Shaban Nkutu also known as Shaban Kirunda Nkutu (15 November 1930) was a Ugandan cabinet minister and politician who served as a representative Busoga South East in the Parliament of Uganda.

== Early life and education background ==
Nkutu was born on 15 November 1930 in Nakibembe village, Bugweri County, in Iganga District to Haji Ausi Kirunda and Zafalan Namuwaya. He studied at Busoga College Mwiri, Kibuli SS and Makerere College.

== Career ==
Nkutu began his career as a teacher and later served as a headmaster at Bwala in Masaka. In 1962, he was elected to Parliament representing Busoga South East on the Uganda People's Congress (UPC) ticket. He was appointed a deputy minister in 1963 before later becoming a cabinet minister.
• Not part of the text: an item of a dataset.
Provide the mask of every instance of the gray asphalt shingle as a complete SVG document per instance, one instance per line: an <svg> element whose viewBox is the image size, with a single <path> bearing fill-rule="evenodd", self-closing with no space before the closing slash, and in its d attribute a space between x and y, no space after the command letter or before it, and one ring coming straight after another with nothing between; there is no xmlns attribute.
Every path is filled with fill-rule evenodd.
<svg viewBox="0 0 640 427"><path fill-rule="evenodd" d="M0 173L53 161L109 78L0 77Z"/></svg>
He served as Deputy Minister of Education from 1963 to 1964 and as Deputy Minister of Works from 1964 to 1966. During the same period, he also served as the Uganda People's Congress (UPC) Government Chief Whip from 1964 to 1966. From 1966 to 1967, he served as Minister of Health. He later served as Minister of Works, Housing, Transport and Communications from 1967 to 1971.

Nkutu also served as National Chairman of the Uganda People's Congress (UPC) from 1968 to 1973. He was also the National Chairman of the National Association for the Advancement of Muslims (NAAM). Following Idi Amin's military coup in January 1971, Nkutu was arrested and detained for several months. After his release, he withdrew from active politics and returned to private business in Jinja and Kampala.

On 11 January 1973, Nkutu was abducted by security forces in Jinja and subsequently killed by forces loyal to Idi Amin. His body was secretly buried and his family spent several years searching for his remains. The remains were later located, and Nkutu was reburied at his home in Busesa, Bugweri, in February 2005.

== Legacy ==
In recognition of his contribution to Uganda, Jinja Municipal Council renamed Allidina Road as Shaban Nkutu Memorial Road. Nkuutu Memorial Secondary School was also established in Busesa in his memory.